Payroll and payroll related costs for the twelve-week period ended September 3,
2002 decreased $418,318 or 5.2% from $8,065,756 for the twelve-week period ended
September 4, 2001 to $7,647,438 for the same period in 2002. Payroll and payroll
related costs as a percentage of revenues were 34.7% for the twelve-week period
ended September 4, 2001 compared to 37.3% for the same period in 2002. The
principal reason for this increase as a percentage of revenue was the need to
retain a certain minimum staffing per unit to maintain guest services and a
positive dining experience despite a decrease in restaurant net revenues.

Direct operating costs include all other unit-level operating costs, the major
components of which are operating supplies, repairs and maintenance, advertising
expenses, utilities, and other occupancy costs. A substantial portion of these
expenses is fixed or indirectly variable. Direct operating costs for the
twelve-week period ended September 3, 2002 decreased $711,697 or 12.2% from
$5,830,102 for the twelve-week period ended September 4, 2001 to $5,118,405 for
the same period in 2002. Direct operating costs as a percentage of revenues were
25.1% for the twelve-week period ended September 4, 2001 compared to 25.0% for
the same period in 2002.

Depreciation and amortization for the twelve-week period ended September 3, 2002
decreased $136,042 or 17.3% from $785,882 for the twelve-week period ended
September 4, 2001 to $649,840 for the same period in 2002. The decrease is
principally due to the elimination of fifteen under performing Paragon
Steakhouse Restaurants. Of the fifteen that were sold, rejected, or terminated,
ten were under performing operating units and five were units previously closed
but still carrying lease obligations.

General and administrative expenses for the twelve-week period ended September
3, 2002 decreased $456,833 or 30.3% from $1,510,084 for the twelve-week period
ended September 4, 2001 to $1,053,251 for the same period in 2002. General and
administrative expenses as a percentage of revenues was 6.5% for the twelve-week
period ended September 4, 2001 compared to 5.1% for the same period in 2002. The
decrease in both absolute dollars and percentage relationship to revenue is
chiefly the result of the combination of a reduction-in-force and senior
management attrition prior to the Chapter 11 filing. The reduction in senior
management without significant severance expense included: Chief Executive
Officer, Vice-President of Operations, three district leaders, a mid-west
operations consultant, IS support, and a number of staff positions.

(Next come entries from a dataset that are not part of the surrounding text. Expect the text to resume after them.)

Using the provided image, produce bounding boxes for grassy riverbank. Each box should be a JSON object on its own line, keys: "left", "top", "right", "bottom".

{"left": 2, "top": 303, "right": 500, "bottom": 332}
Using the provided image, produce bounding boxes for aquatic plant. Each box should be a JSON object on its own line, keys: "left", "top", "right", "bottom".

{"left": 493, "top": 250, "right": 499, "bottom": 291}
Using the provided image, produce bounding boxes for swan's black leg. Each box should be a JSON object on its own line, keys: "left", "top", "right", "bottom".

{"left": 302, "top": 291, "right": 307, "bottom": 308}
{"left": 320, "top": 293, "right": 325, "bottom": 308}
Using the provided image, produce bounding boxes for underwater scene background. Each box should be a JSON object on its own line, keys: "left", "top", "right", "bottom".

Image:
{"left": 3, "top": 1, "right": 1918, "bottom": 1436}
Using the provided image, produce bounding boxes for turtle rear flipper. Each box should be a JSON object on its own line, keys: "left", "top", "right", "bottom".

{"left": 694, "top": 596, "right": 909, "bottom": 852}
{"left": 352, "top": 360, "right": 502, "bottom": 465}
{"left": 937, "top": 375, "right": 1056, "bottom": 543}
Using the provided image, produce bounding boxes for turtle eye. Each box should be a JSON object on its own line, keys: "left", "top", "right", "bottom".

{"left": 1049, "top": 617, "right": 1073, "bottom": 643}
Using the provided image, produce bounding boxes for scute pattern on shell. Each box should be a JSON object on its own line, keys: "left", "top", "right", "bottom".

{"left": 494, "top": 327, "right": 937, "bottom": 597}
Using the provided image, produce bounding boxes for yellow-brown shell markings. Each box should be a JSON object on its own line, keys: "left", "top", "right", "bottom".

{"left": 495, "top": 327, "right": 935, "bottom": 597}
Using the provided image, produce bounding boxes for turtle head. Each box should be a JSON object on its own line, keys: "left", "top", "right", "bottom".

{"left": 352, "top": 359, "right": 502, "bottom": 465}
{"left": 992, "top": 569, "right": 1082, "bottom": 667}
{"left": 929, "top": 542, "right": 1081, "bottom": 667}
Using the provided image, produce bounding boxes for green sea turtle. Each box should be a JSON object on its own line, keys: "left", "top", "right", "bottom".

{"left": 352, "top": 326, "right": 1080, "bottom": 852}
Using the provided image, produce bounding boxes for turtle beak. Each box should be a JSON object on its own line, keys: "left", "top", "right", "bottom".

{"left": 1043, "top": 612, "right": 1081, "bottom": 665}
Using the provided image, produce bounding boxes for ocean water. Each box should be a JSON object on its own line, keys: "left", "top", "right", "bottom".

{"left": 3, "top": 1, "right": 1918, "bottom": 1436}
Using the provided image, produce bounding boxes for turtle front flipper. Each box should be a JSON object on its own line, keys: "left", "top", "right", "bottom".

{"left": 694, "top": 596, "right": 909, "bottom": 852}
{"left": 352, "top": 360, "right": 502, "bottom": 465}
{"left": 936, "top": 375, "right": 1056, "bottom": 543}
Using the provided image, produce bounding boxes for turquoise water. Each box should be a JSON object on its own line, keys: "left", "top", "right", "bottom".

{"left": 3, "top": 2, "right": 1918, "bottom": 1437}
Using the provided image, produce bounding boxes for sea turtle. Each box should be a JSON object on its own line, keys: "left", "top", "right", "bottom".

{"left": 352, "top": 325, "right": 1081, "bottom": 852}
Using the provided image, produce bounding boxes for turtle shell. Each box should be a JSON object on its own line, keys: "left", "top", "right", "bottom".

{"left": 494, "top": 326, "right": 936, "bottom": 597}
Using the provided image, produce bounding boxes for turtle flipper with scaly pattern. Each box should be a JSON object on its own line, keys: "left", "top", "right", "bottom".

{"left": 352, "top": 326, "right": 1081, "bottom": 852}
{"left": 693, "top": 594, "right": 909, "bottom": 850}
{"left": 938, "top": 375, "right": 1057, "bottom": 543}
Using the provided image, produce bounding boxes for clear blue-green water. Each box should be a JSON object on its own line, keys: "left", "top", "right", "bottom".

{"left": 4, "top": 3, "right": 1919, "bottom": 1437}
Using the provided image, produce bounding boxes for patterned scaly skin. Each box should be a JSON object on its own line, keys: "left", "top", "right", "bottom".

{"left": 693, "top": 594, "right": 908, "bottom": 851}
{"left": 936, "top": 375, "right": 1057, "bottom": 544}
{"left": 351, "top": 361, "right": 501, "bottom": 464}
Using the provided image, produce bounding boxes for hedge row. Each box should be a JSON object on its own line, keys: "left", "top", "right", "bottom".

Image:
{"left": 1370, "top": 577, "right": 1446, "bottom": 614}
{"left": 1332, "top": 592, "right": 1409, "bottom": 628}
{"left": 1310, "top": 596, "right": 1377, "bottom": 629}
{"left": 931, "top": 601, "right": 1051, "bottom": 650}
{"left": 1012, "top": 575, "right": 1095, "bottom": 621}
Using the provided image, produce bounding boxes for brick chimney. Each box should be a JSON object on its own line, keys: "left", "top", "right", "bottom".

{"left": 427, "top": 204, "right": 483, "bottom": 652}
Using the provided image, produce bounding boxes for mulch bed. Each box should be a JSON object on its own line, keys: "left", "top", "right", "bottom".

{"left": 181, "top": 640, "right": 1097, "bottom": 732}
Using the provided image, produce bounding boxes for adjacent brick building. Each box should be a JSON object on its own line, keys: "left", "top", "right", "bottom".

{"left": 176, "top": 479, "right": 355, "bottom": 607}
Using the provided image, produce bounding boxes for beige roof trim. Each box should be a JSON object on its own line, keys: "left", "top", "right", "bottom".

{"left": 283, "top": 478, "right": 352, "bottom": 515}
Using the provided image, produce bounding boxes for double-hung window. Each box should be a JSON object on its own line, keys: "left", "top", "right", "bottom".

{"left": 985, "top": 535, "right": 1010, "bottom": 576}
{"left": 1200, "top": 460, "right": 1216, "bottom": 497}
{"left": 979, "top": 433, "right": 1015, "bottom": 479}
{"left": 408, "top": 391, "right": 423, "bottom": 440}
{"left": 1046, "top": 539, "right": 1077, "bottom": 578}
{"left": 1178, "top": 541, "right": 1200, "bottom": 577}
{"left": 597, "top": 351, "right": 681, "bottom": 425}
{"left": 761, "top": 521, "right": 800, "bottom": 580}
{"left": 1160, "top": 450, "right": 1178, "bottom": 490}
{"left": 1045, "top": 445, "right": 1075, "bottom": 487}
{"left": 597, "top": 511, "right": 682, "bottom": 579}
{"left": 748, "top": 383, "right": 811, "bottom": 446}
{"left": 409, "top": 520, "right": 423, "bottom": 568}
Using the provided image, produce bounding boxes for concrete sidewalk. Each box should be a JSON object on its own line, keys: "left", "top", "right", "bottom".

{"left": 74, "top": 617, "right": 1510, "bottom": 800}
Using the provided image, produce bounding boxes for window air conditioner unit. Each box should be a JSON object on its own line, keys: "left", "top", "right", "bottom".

Interest expense and financing costs, net for the twelve-week period ended
September 3, 2002 decreased $56,794 or 9.8% from $579,588 for the twelve-week
period ended September 4, 2001 to $522,794 for the same period in 2002.

The net gain on reorganization related items is the result of the removal of
assets and accumulated depreciation and capital lease obligations due to the
first day rejection of closed or poorly performing units and the sale of a
liquor license, partially offset by legal fees directly attributable to the
bankruptcy process.

Net loss before discontinued operations net for the twelve-week period ended
September 3, 2002 decreased $383,496 or 24.2% from $1,583,691 for the
twelve-week period ended September 4, 2001 to $1,120,195 for the same period in
2002. This decrease is principally due to the elimination of fifteen under
performing assets and the reduction in general and administrative staffing,
partially offset by high cost of the bankruptcy process.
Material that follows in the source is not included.